Le bras de Piaget balayait l’étendue du complexe maraîcher, la vallée tout entière, le monde et l’univers au-delà.

Dasein se sentait la gorge sèche. Cet homme était fou.

« Vous contenez l’expérience du Jaspé, poursuivait le médecin. Digérez-la. Jenny sait que vous en êtes capable. La réalité tire au travers des mots. »

Sa sensation d’étouffement devenait douloureuse. Les pensées se heurtaient dans son esprit, sans rime ni raison.

Toujours avec la même voix pesante, Piaget dit : « Chez environ un sujet sur cinq cents, le Jaspé ne peut pas… Il ouvrit les bras, paumes levées. Vous ne faites pas partie de ces exceptions. J’y engage ma réputation. Vous serez un individu ouvert. »

Dasein regarda le bâtiment de pierre, les gens affairés.

Toute cette activité : elle lui évoquait en quelque manière la danse des abeilles. Des mouvements destinés à lui indiquer une direction. Une direction qui lui échappait.

« Je vais essayer de vous l’exprimer en employant les termes de l’extérieur, reprit Piaget. Peut-être qu’alors… » Il haussa les épaules, s’appuya contre le montant de la porte pour rapprocher son visage aux traits lourds de celui de Dasein. « Nous passons la réalité au travers du crible des idées. Ces ensembles de concepts sont limités par le langage. Ce qui veut dire que le langage trace des ornières dans lesquelles doivent se mouvoir nos pensées. Si nous cherchons de nouvelles formes de valeurs, il nous faut sortir de ces ornières sémantiques.
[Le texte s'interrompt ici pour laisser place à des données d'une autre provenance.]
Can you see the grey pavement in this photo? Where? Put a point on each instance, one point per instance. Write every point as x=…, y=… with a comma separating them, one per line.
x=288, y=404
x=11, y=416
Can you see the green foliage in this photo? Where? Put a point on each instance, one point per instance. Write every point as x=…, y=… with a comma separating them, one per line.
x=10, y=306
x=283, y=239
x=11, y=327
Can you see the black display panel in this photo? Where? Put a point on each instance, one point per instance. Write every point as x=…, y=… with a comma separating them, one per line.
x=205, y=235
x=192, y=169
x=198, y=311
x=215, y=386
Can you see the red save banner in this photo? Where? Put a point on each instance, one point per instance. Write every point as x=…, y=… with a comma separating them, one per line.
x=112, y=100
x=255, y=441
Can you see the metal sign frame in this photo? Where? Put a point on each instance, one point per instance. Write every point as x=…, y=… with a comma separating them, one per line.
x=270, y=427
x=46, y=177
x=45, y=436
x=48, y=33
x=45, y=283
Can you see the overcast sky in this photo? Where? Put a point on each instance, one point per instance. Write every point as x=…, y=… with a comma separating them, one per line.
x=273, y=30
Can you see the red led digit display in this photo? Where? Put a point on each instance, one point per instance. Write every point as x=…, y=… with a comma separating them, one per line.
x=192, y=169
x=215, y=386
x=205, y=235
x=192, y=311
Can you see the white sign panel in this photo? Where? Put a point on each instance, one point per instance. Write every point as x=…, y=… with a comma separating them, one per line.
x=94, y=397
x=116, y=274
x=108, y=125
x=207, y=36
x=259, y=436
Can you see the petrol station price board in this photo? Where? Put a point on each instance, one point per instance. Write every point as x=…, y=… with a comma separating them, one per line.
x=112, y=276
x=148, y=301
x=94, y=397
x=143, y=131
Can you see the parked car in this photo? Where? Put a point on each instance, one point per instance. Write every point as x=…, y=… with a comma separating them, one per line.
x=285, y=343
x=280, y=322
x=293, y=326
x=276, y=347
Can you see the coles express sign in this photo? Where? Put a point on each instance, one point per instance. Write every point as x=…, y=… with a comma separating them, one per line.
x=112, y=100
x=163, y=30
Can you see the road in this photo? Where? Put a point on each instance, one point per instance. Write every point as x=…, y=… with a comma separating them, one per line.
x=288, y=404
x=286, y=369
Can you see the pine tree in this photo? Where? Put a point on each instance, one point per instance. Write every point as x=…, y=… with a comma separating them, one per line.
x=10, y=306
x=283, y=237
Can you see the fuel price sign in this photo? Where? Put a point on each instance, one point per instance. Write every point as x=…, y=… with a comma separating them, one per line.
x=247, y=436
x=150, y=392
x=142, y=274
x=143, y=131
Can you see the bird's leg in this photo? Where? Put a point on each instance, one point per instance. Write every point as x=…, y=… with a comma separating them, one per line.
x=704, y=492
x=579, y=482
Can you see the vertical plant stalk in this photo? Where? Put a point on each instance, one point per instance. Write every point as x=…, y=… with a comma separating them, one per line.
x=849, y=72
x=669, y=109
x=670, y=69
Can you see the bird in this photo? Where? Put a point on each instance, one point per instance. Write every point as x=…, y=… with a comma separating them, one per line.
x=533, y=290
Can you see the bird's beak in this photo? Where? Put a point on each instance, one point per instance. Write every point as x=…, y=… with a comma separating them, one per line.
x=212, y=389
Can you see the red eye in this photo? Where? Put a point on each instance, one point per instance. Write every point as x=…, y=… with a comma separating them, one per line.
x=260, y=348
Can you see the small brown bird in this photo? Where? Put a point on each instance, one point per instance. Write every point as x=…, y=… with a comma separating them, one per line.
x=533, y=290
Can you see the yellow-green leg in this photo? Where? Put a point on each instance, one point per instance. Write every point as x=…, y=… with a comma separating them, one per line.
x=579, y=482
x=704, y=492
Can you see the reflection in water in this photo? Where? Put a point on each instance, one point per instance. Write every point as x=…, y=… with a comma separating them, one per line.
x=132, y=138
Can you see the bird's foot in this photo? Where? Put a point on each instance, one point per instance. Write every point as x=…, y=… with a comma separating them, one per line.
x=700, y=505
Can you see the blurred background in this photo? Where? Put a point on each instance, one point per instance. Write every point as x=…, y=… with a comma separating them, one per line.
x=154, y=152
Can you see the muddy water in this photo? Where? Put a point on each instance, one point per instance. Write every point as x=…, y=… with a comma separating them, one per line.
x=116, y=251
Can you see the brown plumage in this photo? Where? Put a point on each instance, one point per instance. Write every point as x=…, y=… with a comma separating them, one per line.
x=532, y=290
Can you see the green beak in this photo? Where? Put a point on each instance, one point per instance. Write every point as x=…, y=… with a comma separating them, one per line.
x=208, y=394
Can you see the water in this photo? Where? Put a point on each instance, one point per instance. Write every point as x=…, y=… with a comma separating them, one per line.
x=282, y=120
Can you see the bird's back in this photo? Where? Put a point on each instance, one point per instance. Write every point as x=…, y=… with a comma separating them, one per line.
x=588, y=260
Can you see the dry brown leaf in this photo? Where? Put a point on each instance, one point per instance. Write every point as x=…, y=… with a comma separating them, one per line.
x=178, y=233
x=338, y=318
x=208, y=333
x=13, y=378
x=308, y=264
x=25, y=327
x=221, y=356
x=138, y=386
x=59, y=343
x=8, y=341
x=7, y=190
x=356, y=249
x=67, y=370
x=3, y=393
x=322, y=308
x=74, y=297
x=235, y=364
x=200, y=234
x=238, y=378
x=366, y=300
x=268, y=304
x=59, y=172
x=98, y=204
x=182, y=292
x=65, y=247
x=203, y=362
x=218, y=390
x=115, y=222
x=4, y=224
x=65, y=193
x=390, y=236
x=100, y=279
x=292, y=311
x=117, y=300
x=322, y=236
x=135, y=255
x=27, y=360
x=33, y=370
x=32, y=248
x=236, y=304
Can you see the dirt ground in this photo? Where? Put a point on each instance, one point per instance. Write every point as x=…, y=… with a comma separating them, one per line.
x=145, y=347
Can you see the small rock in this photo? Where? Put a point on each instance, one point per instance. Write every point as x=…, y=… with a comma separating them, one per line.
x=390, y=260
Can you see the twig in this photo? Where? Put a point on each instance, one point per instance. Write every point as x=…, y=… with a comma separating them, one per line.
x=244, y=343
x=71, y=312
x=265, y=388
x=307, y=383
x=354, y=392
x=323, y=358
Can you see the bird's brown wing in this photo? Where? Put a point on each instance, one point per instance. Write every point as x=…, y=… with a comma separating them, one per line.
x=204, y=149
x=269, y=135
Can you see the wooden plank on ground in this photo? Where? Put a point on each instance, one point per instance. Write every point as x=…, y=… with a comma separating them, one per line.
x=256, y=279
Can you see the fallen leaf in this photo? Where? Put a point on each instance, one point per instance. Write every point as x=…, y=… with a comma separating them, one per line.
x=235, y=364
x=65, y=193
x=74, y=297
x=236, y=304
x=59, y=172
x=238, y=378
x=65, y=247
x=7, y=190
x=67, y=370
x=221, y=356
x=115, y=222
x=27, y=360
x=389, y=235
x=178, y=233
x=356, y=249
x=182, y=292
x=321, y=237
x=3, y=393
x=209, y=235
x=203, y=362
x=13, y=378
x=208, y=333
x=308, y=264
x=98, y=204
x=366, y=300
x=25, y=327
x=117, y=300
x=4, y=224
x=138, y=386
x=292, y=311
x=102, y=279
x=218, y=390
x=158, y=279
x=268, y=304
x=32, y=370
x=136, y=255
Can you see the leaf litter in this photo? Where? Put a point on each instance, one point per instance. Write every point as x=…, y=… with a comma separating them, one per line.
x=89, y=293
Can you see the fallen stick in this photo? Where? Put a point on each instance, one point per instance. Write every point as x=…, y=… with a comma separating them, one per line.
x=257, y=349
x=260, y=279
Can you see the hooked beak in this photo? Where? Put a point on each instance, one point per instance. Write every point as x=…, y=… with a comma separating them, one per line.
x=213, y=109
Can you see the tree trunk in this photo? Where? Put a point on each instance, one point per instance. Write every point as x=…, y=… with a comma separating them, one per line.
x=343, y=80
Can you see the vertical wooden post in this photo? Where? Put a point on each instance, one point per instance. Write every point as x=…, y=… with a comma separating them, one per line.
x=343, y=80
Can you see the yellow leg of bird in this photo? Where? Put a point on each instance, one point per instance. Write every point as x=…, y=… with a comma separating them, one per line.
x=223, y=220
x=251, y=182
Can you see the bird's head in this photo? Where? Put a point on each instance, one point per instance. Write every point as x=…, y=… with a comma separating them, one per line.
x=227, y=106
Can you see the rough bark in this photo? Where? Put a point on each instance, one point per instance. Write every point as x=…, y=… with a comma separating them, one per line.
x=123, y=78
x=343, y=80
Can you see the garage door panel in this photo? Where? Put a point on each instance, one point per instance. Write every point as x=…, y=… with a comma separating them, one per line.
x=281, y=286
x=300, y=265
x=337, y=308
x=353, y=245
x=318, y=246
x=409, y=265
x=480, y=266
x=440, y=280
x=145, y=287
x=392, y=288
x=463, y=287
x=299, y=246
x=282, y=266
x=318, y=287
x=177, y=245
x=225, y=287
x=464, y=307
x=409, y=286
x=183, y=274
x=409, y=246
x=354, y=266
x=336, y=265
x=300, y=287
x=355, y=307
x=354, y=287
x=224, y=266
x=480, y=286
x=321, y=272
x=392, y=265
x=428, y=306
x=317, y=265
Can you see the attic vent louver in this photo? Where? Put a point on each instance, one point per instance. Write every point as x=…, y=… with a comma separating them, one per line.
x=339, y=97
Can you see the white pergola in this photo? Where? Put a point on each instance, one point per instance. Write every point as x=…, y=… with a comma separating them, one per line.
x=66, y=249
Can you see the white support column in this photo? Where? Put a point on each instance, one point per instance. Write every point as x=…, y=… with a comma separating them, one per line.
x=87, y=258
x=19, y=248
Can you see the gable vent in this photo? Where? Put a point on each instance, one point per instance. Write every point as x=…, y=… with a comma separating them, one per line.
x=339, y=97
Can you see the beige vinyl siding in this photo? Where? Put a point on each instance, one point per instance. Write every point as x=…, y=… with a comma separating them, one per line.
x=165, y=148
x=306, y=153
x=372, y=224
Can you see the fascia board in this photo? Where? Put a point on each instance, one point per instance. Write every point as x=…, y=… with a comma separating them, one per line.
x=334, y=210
— Quel rapport avec les enfants ? Dasein indiqua les serres, d’un mouvement de tête.

— Dasein ! Nous avons une expérience instinctive commune, vous et moi. Que se produit-il dans le psychisme autours de sa formation ? Aussi bien en tant qu’individus, cultures ou sociétés, nous autres êtres humains rejouons toutes les phases de la vie instinctuelle qui fut celle de notre espèce depuis d’innombrables générations. Avec le Jaspé, nous supprimons toute attache. Y associer la brutalité propre à l’enfance ? Non ! Cela nous mènerait à la violence, au chaos. Nous n’aurions plus de société. C’est tout simple, n’est-ce pas ? Nous devons surimposer un ordre contraignant aux schémas innés de notre système nerveux. Il nous faut donc des intérêts communs. »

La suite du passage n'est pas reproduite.